July is the time everyone seems to be setting goals. Summer book lists. Mid-year work assessments. Thoughts about the upcoming school year. How and when do we set goals, and are there times when we should avoid them?
We are kicking off our new fiscal year and spending a big part of Wednesday's board meeting on the goals for our club for the next two years. This involves allocating our Giving Budget to various causes and projects, which is very clear and measurable. It also involves more broad goals, such as our thoughts on advertising, on membership recruitment, and on our relationship with our district and with Rotary International.
Clear, concise, statistical, measurable goals certainly serve a purpose.
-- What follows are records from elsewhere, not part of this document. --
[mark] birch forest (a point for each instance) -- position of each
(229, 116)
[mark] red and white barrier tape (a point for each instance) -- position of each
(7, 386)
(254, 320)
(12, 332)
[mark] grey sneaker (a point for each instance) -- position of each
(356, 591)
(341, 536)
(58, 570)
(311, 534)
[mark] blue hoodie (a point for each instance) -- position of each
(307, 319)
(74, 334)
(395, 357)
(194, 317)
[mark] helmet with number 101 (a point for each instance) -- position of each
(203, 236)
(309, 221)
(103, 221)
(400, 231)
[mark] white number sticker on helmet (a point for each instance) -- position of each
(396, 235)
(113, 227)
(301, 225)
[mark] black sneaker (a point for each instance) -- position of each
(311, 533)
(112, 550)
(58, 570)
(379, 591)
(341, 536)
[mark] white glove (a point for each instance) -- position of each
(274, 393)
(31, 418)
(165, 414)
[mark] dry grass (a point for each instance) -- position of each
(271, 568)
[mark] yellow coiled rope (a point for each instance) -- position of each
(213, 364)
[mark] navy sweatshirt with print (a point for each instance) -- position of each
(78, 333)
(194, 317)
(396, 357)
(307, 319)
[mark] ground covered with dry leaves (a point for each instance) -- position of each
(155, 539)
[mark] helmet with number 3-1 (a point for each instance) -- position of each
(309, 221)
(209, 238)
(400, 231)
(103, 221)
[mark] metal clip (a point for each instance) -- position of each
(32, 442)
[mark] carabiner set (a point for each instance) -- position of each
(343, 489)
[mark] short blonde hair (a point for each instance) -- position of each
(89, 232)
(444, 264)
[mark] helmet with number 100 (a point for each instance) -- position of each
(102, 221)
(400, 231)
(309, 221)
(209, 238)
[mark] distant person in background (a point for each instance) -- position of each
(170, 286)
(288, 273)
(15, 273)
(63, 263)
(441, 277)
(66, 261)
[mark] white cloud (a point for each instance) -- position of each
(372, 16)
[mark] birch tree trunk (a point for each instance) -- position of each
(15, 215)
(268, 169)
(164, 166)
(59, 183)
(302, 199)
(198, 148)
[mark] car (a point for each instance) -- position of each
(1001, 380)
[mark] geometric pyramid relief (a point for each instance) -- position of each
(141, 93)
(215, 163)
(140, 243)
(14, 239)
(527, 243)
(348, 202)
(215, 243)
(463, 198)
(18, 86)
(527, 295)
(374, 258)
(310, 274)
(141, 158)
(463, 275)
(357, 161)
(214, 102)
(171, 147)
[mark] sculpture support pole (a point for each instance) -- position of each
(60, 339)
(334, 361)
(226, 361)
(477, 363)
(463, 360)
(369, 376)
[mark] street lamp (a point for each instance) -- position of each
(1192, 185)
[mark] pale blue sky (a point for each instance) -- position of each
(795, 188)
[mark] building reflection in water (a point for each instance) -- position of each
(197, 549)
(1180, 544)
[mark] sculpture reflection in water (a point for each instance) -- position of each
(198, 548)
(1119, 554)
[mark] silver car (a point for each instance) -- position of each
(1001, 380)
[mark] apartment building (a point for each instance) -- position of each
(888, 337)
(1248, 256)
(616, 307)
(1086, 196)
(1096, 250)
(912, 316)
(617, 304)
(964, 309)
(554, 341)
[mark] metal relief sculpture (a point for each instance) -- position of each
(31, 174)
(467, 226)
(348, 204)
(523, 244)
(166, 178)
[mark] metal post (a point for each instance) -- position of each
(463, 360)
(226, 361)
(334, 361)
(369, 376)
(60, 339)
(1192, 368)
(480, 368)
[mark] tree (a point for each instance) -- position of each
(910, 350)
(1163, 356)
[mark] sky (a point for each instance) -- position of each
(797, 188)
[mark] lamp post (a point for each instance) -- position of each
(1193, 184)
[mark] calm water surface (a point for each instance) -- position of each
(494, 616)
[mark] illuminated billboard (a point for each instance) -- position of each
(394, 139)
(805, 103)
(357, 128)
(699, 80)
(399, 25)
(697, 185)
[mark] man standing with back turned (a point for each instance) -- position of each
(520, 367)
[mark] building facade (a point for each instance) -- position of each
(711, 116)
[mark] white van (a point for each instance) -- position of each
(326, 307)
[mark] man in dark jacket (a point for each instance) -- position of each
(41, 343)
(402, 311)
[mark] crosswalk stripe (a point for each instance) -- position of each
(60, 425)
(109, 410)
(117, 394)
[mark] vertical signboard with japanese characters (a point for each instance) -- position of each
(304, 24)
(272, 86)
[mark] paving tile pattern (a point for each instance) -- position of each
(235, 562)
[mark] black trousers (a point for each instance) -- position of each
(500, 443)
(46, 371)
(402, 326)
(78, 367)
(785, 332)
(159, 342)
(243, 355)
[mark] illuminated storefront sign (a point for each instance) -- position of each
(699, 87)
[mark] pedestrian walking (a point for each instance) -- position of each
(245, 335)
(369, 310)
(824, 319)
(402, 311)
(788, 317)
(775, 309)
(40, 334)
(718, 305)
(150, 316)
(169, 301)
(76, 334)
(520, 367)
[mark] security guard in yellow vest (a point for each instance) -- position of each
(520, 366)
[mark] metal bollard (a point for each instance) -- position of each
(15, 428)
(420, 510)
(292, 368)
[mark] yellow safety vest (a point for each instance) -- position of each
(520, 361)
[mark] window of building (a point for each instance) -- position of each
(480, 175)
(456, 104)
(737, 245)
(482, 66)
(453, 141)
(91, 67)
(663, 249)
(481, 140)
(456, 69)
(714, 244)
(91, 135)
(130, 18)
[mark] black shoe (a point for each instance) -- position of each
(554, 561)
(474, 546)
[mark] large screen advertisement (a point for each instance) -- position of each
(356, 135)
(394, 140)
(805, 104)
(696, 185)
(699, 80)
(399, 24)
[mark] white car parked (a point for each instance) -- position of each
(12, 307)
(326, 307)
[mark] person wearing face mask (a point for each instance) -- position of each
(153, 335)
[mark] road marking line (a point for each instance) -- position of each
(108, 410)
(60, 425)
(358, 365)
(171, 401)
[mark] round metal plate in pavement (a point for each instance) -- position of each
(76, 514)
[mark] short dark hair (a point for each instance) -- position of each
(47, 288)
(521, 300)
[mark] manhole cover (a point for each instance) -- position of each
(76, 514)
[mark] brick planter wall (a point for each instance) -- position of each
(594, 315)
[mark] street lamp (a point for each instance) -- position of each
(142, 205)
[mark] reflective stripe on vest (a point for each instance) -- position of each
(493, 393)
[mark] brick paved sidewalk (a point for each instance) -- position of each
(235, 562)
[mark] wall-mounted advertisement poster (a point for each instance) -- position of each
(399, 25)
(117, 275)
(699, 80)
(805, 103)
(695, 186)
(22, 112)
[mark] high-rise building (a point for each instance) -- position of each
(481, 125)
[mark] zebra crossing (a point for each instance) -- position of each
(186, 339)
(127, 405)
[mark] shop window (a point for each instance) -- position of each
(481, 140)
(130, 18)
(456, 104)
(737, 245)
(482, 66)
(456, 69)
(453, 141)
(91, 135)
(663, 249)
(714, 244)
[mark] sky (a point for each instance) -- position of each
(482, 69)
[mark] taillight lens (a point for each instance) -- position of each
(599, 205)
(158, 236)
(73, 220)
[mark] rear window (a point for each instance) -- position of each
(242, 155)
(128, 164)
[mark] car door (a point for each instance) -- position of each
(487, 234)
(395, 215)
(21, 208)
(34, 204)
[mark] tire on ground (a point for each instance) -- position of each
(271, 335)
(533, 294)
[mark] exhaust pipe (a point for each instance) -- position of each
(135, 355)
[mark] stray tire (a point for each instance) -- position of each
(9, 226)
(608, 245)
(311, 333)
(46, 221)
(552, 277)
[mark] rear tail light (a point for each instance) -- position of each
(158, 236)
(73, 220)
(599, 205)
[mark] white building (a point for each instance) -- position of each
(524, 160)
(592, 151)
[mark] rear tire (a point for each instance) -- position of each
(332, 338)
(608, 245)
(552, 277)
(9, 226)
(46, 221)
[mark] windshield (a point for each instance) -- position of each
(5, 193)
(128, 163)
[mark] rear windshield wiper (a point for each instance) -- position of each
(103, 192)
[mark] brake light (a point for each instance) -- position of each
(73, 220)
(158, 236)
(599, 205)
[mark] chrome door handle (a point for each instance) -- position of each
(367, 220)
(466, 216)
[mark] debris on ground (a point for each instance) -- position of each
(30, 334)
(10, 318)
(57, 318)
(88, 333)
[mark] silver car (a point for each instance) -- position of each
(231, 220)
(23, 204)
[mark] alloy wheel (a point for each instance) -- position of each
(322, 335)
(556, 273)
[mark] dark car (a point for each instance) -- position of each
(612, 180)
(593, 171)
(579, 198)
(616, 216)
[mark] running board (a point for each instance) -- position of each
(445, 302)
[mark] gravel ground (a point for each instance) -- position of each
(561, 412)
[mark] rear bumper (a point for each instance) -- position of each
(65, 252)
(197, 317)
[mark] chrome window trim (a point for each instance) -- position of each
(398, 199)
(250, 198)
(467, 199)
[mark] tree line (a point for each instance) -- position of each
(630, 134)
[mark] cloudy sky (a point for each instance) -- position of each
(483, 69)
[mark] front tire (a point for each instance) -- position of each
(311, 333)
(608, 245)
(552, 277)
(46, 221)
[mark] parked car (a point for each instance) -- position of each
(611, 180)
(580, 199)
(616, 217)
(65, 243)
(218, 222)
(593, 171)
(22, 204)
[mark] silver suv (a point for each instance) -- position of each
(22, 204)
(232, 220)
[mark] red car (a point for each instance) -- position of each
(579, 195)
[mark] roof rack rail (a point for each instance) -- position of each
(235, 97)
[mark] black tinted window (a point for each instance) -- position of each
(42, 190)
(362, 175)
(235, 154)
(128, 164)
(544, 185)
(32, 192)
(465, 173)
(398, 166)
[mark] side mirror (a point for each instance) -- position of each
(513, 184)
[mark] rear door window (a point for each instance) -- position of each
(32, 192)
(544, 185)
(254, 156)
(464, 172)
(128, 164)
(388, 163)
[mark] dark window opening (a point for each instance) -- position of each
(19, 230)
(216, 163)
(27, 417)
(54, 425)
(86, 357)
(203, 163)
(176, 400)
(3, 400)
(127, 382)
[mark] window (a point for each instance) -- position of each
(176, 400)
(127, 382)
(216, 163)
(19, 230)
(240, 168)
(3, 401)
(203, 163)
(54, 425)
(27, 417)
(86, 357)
But sometimes fuzzy goals are equally, and I would argue, more important. I set a goal seven months ago to complete the Lake Placid Ironman race, coming up on July 23. It wasn't to win, or get a personal best time, but just to finish. To get there, though, I consciously decided NOT set set any milestone or training goals. I knew that my schedule would not allow me to stick to any plan I could set, and missing the goals would be more detrimental than helpful. What I did do was commit to swimming, biking or running every opportunity I got. I don't have any fancy measuring devices. I don't wear a watch. Rarely did I know how far I went or how long I was out on a ride or run. When I was done with that day's workouts, though, I knew I had done everything I could do with the time I had that day.
Long-range, measurable goals are incredibly valuable. But sometimes the goal of accomplishing everything you can from the moment you wake up until the moment you go to sleep is equally invaluable. One is more measurable than the other, but both are provide structure and focus. I'm sure they will help us progress over the next two years.